The TradingKey Stock Split Calendar is a scheduling tool specifically designed to track stock split or reverse stock split plans by listed companies worldwide. With the stock split calendar, traders can clearly see which companies are about to adjust their total number of shares, the specific split ratio, and the key ex-date. Because stock splits can significantly change a stock's unit price and liquidity, and may even trigger sharp short-term price movements, the stock split calendar is an important reference for stock traders and long-term investors when adjusting positions and identifying trading opportunities.
What does the ratio in the stock split calendar mean?
The split ratio shows how many shares each original share will become after the split is completed, or how many shares will be consolidated into one share. It directly determines the change in your share count and the new stock price after the split.
There are two common types of ratios:
1. Forward Stock Split. Typical forms: 2:1, 5:1, or 10:1.
Meaning: The number on the right side of the colon represents the number of shares before the split, while the number on the left represents the number of shares after the split. Taking 5:1, or a 1-for-5 split, as an example:
Share count change: Each 1 share you originally held will automatically become 5 shares after the ex-date.
Price change: The stock price will be divided by 5 accordingly. For example, a stock originally priced at $500 will become $100.
Core result: The total value of your holdings, meaning share count multiplied by stock price, remains unchanged, but the per-share price becomes lower and more accessible.

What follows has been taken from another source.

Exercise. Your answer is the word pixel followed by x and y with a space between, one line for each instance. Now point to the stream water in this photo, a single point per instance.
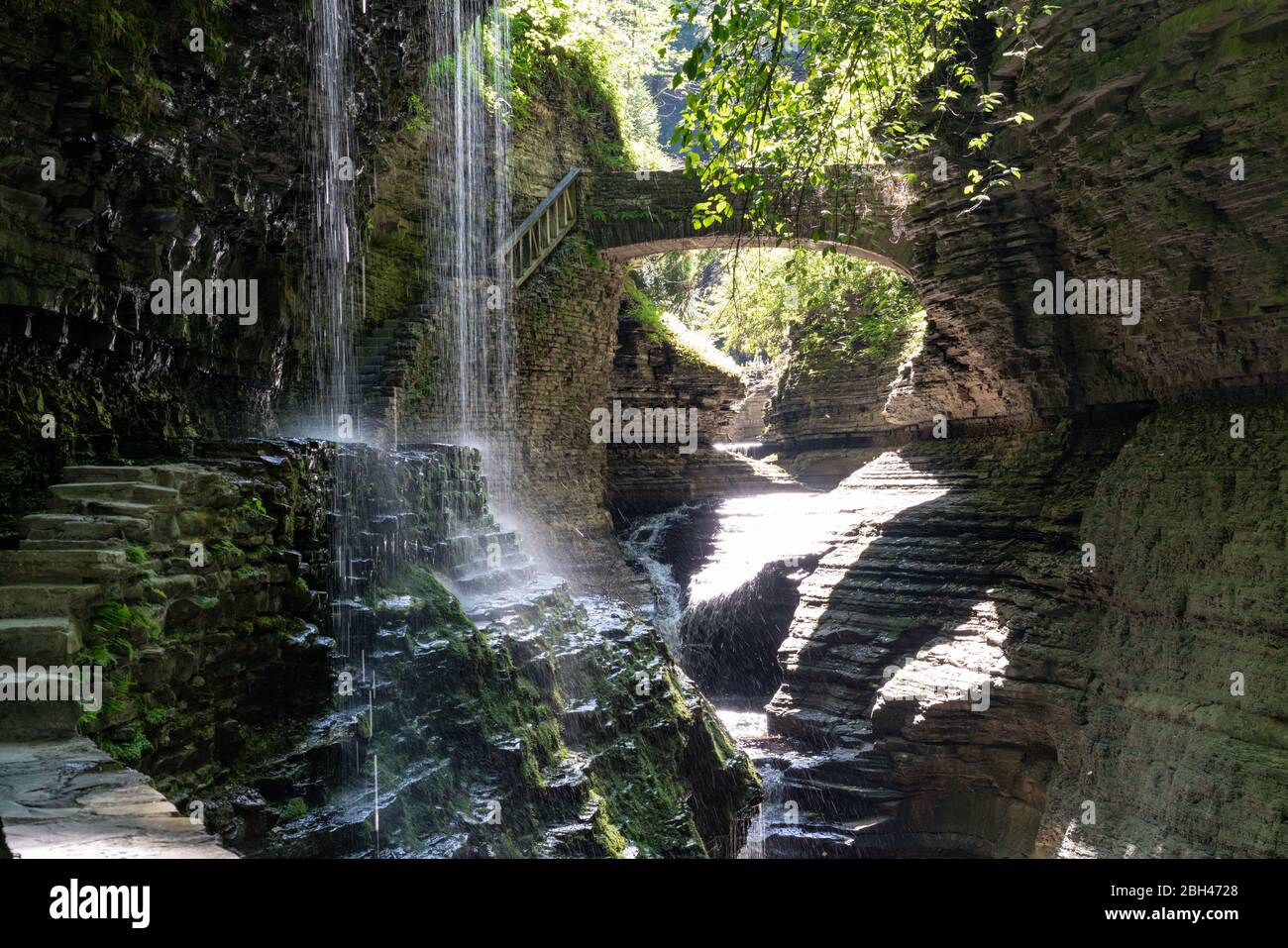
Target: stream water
pixel 724 578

2. Reverse Stock Split. Typical forms: 1:5, 1:10, or 1:50.
Meaning: The right side still represents the number of shares before the split, while the left side represents the number after the split. Taking 1:10, or a 10-for-1 reverse split, as an example:
Share count change: Every 10 shares you originally held will be consolidated into 1 share.
Price change: The stock price will be multiplied by 10 accordingly. For example, a low-priced stock originally trading at $2 will become $20.
Core result: The total value of your holdings is also unchanged, but this is usually a measure taken by a company to avoid delisting risk caused by an excessively low share price, or to improve its corporate image.